BIRAKTIĞI/BIRAKMAK ZORUNDA KALDIĞI PROJELER

Oyuncumuzun istemeyerek de olsa bıraktığı ya da bırakmak zorunda kaldığı projeleri de tabii ki mevcut. Peki hangi projeler bunlar?

  • Sucker Punch: Filmin başrolünü kapan oyuncumuzun Big Love’dan dolayı HBO ile anlaşması olduğu için filmde oynayamadı. Sucker Punch’ın yönetmeni Zack Snyder kanalın CEO’suyla bile konuştu fakat yine de izni koparamadı. Böylece rol Emily Browning‘e gitti.
  • Albert Nobbs: Normalde Mia Wasikowska tarafından canlandırılan Helen karakteri için Seyfried’le anlaşılmıştı fakat In Time‘ın çekimleri uzun sürünce oyuncumuz projeden çıkmak zorunda kaldı.
  • The Great Gatsby: Son olarak Netflix’e The Get Down‘ı çeken ünlü yönetmen Baz Luhrmann‘ın imzasını taşıyan ve F. Scott Fitzgerald‘ın aynı adlı romanına dayanan filmde Daisy Buchanan rolünü aslında oyuncumuz canlandıracaktı fakat projeden çıkınca rol Carey Mulligan‘a gitti.
  • Now You See Me: Bu sene ikincisi gelen gizemli suç filminde Henley Reeves’i canlandırması için aslında Amanda Seyfried’le anlaşıldı fakat oyuncumuz projeden ayrılınca bu rolde Isla Fisher‘ı gördük.
  • Z for Zachariah: Robert C. O’Brien‘ın aynı adlı romanından uyarlanan düşük bütçeli bilim kurgu filminin başrolü normalde Seyfried’indi fakat oyuncumuz zaman sıkıntısından dolayı projeden ayrılınca yerine Suicide Squad‘daki Harley Quinn tiplemesiyle öne çıkan Margot Robbie geldi.


 

amanda-thomas

AŞK HAYATI

Bu kadar iş hayatından sonra, Amanda Seyfied’in biraz da özel hayatından bahsedelim. Uzun bir süre Mamma Mia’dan rol arkadaşı olan İngiliz oyuncu Dominic Cooper ile birlikte olan oyuncumuz daha sonra True Blood‘ın seksi vampiri Eric’i canlandıran Alexander Skarsgård, daha çok sinema kariyeriyle tanıyabileceğiniz Ryan Phillippe, bir süredir Penny Dreadful‘da karşımıza çıkan Josh Hartnett ve yine oyuncu olan Justin Long ile uzunlu kısalı birliktelikler yaşadı.

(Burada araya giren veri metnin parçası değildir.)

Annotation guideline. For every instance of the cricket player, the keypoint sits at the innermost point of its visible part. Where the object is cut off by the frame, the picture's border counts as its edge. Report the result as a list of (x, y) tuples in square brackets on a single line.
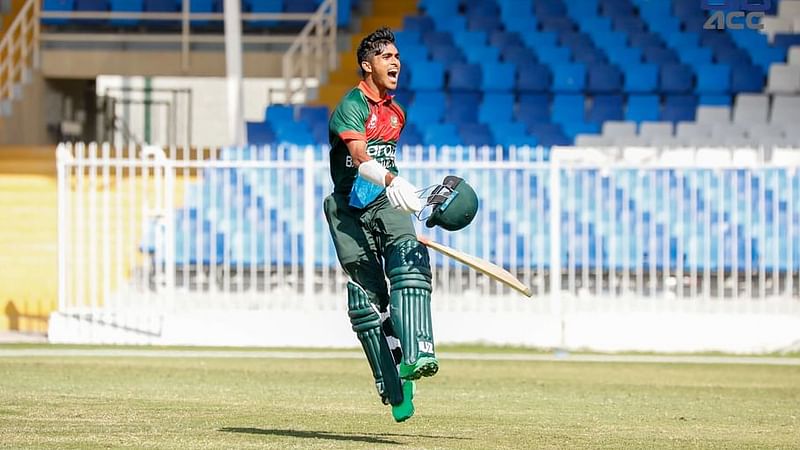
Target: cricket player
[(370, 218)]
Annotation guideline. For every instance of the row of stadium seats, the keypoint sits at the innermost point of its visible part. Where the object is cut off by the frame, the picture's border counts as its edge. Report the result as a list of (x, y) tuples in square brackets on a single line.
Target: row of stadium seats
[(597, 208), (196, 6), (543, 72), (756, 120)]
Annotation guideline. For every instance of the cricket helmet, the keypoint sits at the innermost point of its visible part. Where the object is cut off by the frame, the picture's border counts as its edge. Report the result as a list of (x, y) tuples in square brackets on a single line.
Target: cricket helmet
[(453, 204)]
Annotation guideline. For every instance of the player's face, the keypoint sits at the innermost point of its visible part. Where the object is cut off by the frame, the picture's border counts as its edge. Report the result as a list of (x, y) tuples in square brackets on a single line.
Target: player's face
[(386, 68)]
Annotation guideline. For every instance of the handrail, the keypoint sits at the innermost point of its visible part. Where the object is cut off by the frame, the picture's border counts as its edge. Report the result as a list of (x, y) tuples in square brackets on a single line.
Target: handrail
[(315, 44), (19, 49)]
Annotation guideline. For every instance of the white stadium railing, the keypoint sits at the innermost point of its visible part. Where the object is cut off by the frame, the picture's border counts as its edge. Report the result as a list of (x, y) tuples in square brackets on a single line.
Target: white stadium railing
[(145, 234)]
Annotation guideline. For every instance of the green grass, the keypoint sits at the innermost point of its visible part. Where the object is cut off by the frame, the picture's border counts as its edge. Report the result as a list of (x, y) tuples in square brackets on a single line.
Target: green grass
[(94, 402)]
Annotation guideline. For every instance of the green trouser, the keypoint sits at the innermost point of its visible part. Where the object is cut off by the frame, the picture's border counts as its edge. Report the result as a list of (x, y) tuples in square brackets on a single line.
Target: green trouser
[(363, 238), (376, 241)]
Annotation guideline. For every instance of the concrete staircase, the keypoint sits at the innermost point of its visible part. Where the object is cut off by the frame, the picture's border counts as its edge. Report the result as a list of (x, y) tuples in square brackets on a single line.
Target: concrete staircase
[(388, 13)]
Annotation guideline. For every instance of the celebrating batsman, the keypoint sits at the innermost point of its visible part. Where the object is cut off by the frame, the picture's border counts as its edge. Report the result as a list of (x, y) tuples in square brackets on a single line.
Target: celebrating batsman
[(369, 215)]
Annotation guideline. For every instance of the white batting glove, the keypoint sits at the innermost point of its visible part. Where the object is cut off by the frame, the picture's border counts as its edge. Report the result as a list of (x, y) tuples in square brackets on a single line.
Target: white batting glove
[(403, 195)]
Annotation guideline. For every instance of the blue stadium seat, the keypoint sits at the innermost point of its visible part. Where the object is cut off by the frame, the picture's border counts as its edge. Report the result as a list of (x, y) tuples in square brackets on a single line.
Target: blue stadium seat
[(659, 55), (125, 6), (259, 133), (496, 106), (57, 6), (629, 24), (713, 79), (625, 56), (552, 56), (520, 56), (418, 24), (682, 41), (441, 134), (484, 23), (568, 108), (447, 55), (604, 78), (427, 76), (520, 24), (589, 56), (534, 78), (300, 6), (537, 39), (678, 108), (464, 77), (642, 108), (734, 56), (264, 6), (641, 78), (511, 133), (504, 40), (481, 55), (676, 79), (432, 38), (93, 5), (609, 40), (568, 78), (313, 114), (476, 134), (715, 100), (549, 134), (498, 77), (427, 107), (605, 108), (644, 40), (533, 108), (695, 56), (279, 113), (466, 39), (786, 40), (451, 23), (747, 79)]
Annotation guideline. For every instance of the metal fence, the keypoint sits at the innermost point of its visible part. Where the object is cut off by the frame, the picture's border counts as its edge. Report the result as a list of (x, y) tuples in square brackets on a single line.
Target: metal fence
[(143, 228)]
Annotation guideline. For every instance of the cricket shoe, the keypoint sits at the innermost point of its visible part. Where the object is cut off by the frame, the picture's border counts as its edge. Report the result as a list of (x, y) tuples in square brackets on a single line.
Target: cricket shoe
[(405, 410), (425, 366)]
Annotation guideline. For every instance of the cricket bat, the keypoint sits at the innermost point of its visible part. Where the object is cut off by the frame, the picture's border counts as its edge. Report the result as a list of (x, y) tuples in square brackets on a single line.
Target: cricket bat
[(493, 271)]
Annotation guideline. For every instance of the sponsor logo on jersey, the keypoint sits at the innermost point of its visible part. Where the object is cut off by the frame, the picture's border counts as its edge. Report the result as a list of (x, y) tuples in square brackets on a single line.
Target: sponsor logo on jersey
[(373, 121)]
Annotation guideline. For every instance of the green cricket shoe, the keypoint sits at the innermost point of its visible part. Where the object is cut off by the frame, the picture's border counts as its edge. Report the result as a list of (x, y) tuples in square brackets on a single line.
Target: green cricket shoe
[(426, 366), (405, 410)]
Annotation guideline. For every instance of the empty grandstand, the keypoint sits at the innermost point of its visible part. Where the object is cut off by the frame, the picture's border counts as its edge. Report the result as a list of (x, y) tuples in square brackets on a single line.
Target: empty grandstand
[(631, 162)]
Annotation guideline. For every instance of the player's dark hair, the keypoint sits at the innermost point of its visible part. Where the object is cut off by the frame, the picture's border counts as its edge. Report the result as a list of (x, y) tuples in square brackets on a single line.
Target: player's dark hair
[(373, 45)]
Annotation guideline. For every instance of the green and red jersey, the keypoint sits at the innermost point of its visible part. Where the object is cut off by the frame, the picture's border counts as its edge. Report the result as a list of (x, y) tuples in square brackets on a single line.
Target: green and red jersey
[(363, 115)]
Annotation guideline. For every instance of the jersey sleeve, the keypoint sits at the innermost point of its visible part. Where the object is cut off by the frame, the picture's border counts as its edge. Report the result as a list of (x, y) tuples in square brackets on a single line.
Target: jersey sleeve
[(347, 121)]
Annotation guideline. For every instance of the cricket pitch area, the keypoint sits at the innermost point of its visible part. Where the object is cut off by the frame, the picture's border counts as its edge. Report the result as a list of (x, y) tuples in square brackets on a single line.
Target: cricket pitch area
[(142, 397)]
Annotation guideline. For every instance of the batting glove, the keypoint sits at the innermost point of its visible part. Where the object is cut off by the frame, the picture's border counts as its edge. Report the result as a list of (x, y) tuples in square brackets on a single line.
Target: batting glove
[(403, 195)]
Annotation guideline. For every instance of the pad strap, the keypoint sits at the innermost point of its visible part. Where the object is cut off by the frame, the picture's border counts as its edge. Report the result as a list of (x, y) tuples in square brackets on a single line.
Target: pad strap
[(366, 322)]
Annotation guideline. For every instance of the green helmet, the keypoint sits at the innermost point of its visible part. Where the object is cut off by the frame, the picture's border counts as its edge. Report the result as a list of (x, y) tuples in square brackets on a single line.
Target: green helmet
[(454, 204)]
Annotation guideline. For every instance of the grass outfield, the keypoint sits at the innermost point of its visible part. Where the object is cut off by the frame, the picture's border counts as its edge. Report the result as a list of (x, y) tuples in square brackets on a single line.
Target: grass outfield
[(102, 402)]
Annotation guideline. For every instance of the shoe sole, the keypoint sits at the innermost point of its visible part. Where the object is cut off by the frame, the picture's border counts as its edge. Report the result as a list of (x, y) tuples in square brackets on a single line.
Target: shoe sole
[(428, 369)]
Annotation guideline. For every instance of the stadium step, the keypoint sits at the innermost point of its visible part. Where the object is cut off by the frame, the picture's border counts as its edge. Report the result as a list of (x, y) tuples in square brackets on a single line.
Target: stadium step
[(388, 14)]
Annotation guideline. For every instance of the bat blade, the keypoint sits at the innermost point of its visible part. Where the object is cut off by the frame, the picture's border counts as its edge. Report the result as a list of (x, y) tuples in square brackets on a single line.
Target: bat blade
[(487, 268)]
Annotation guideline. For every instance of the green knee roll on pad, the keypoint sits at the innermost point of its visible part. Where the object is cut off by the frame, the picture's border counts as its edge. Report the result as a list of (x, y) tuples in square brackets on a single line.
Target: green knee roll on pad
[(366, 322), (409, 274)]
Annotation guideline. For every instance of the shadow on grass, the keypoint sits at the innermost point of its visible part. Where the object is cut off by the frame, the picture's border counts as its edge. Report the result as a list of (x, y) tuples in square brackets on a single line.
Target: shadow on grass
[(313, 435), (371, 438)]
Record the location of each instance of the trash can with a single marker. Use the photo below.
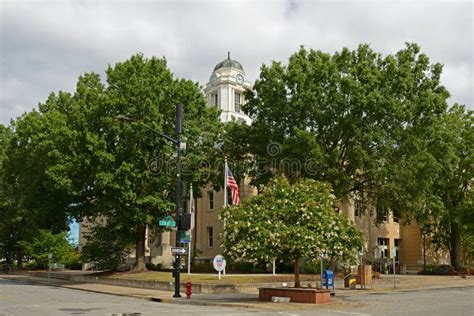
(328, 279)
(350, 281)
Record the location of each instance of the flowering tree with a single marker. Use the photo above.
(294, 221)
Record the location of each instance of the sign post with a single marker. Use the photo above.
(168, 221)
(50, 256)
(219, 264)
(394, 254)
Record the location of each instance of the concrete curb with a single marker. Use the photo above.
(157, 299)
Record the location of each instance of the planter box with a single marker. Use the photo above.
(296, 295)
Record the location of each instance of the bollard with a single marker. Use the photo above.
(189, 289)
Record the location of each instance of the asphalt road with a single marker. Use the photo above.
(19, 298)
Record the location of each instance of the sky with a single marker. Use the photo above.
(47, 45)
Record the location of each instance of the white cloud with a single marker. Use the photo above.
(46, 45)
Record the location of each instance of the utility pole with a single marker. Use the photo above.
(179, 213)
(177, 261)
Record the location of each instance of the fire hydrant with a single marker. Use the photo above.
(189, 289)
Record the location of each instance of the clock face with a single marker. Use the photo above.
(239, 78)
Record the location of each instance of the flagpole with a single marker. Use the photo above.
(225, 193)
(191, 202)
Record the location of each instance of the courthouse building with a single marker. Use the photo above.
(225, 91)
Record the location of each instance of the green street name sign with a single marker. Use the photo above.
(168, 222)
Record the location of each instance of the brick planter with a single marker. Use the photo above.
(296, 295)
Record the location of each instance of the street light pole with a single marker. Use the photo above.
(177, 142)
(177, 261)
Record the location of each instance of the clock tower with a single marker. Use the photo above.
(225, 90)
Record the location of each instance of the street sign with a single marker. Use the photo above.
(178, 251)
(168, 221)
(184, 237)
(219, 263)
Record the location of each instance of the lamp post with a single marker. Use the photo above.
(177, 142)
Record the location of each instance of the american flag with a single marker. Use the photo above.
(234, 188)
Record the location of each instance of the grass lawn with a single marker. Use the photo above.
(206, 278)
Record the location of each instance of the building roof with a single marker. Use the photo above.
(229, 63)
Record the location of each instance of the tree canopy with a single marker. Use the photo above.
(294, 221)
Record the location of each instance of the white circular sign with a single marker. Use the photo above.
(219, 263)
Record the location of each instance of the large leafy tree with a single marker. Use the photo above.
(431, 181)
(118, 170)
(338, 117)
(295, 221)
(28, 201)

Bir süredir The Way We Get By’daki rol arkadaşı Thomas Sadoski ile birlikte olan oyuncumuz, eylül ayında ise Sadoski ile resmi olarak nişanlandığını duyurdu. Bundan yaklaşık 1 ay sonra yani kasım sonunda çiftimiz mutlu haberi verdi ve ilk çocuklarını beklediklerini tüm dünyayla paylaştı.